Se cumplió el primer mes desde que un pelotón de soldados entrara a la casa del presidente hondureño Manuel Zelaya para expulsarlo del país. Mejor…imposible, habrán dicho los cerebros del quirúrgico golpe de Estado. ¿Cómo dijo? Golpe de Estado. Así es, esta última definición aún sigue enredando a propios y extraños en un lenguaje cantinflesco sobre lo que realmente ocurrió en la vecina Honduras.
Para aquellos que se rasgan las vestiduras defendiendo este adefesio, les debo recordar que por más que traten de vestir, maquillar y encubrir una ilegalidad, esta seguirá siendo eso: un acto ilegal ejecutado por mentes anquilosadas en un pasado de bayonetas y rifles. Decir esto con propiedad y autoridad, no significa un respaldo incondicional a Zelaya, al contrario, el golpe asestado contra él, no hizo más que elevar a la categoría de “rock star” a un presidente deslucido y falto de personalidad.
Desde que Manuel Zelaya asumió la presidencia, no pasó mucho tiempo para que se convirtiera en el discípulo que mejor siguió los mandatos de su mentor, el polémico Hugo Chávez. No por nada el mandatario venezolano ha hecho hasta lo imposible para que su amigo incondicional retorne a la presidencia.
Ahora bien, los militares que ejecutaron la orden de expulsar a Zelaya fueron torpes, porque en su esquizofrenia chavista, trataron de enmendar una ilegalidad, con otra peor. Ese fue su pecado original, por eso la comunidad internacional les dio la espalda.
Señores, entiendan, los golpes de Estado deberían ser “reliquias” destinadas a museos, y no instrumentos propios de democracias “modernas”. Esa debería ser la premisa, lastimosamente lo ocurrido en Honduras ha puesto en evidencia nuestras democracias, las cuales siguen adoleciendo de serias falencias y carencias.
Desde los ochenta nos conformamos con ver a los militares encerrados en sus cuarteles, y con acudir cada cierto tiempo a elegir a nuestros gobernantes, pero descuidamos lo más importante: la institucionalidad.

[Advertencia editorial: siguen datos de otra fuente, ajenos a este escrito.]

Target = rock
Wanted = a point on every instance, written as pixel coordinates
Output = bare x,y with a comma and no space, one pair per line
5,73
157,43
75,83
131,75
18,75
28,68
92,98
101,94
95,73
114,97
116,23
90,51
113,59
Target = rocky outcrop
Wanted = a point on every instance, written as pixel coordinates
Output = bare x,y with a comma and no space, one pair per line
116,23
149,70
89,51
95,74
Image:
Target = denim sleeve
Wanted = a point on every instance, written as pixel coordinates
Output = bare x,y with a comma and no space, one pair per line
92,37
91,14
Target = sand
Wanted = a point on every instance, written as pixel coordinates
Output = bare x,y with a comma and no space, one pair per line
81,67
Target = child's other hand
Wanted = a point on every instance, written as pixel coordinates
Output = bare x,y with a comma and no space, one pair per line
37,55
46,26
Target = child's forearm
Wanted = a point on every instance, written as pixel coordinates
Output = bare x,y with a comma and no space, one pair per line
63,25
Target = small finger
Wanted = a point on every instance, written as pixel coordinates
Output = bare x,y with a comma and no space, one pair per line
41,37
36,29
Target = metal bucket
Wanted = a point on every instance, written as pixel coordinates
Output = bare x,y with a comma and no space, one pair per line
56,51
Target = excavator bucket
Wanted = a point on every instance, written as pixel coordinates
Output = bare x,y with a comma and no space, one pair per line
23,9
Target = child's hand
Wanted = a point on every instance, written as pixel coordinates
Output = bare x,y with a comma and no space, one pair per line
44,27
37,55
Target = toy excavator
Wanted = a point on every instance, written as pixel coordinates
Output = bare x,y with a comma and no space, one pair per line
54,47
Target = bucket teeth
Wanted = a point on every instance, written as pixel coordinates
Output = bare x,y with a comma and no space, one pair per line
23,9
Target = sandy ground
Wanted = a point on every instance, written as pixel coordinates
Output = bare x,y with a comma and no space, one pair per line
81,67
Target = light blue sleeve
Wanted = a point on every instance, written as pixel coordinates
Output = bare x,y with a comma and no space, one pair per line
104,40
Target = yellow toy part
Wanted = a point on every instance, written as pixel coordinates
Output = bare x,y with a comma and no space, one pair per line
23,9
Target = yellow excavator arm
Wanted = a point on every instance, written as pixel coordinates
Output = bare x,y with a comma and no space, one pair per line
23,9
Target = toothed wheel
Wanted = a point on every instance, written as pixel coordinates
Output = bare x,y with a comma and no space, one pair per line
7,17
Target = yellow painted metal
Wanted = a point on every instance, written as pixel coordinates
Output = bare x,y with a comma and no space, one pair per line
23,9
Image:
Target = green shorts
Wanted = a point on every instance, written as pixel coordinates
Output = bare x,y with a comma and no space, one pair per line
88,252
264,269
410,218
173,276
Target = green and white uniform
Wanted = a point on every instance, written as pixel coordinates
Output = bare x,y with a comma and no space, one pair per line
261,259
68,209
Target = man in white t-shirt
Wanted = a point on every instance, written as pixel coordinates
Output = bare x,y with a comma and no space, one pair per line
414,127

Democracias jóvenes surgidas de cruentas guerras civiles (cómo la salvadoreña) o de sanguinarias dictaduras (cómo la mayoría de países latinoamericanos) buscaron en buena lid, consolidarse y fortalecerse (algunas lo han logrado) pero ese éxito efímero ser ha ido desvaneciendo por culpa de dictadores vestidos de civil, y por partidos que han visto en el poder, la mejor vía para alcanzar sus más oscuros intereses.
La famosa dictadura perfecta del PRI mexicano (con sus setenta años en el poder) palidece al ver como Uribe, Chávez, Correa, Evo, Ortega y Zelaya, manipulan y pisotean las instituciones para enquistarse en el poder. Ellos son los rostros visibles, pero no son los únicos, hay otros más asolapados que en su momento ocuparon la democracia para mentir, extorsionar, robar y manipular a sus pueblos.
Latinoamérica sigue siendo una zona agobiada por grandes desigualdades. Pobreza, marginación, violencia y desempleo, son sólo algunos de los terribles males que se agudizan y que se suman a otros cómo el narcotráfico, la corrupción y la megalomanía de muchos de nuestros políticos.
Parecieran demasiadas plagas para una zona que quiere y busca mejores horizontes.
Finalmente, si queremos que nuestras jóvenes democracias se fortalezcan y se desarrollen, debemos ser más activos para denunciar y para vigilar cualquier exceso o falta que comentan los hombres y mujeres que dirigen nuestros destinos. Sino lo hacemos, seremos los principales facilitadores para que ellos conviertan nuestras democracias en simples objetos de cartón desechable.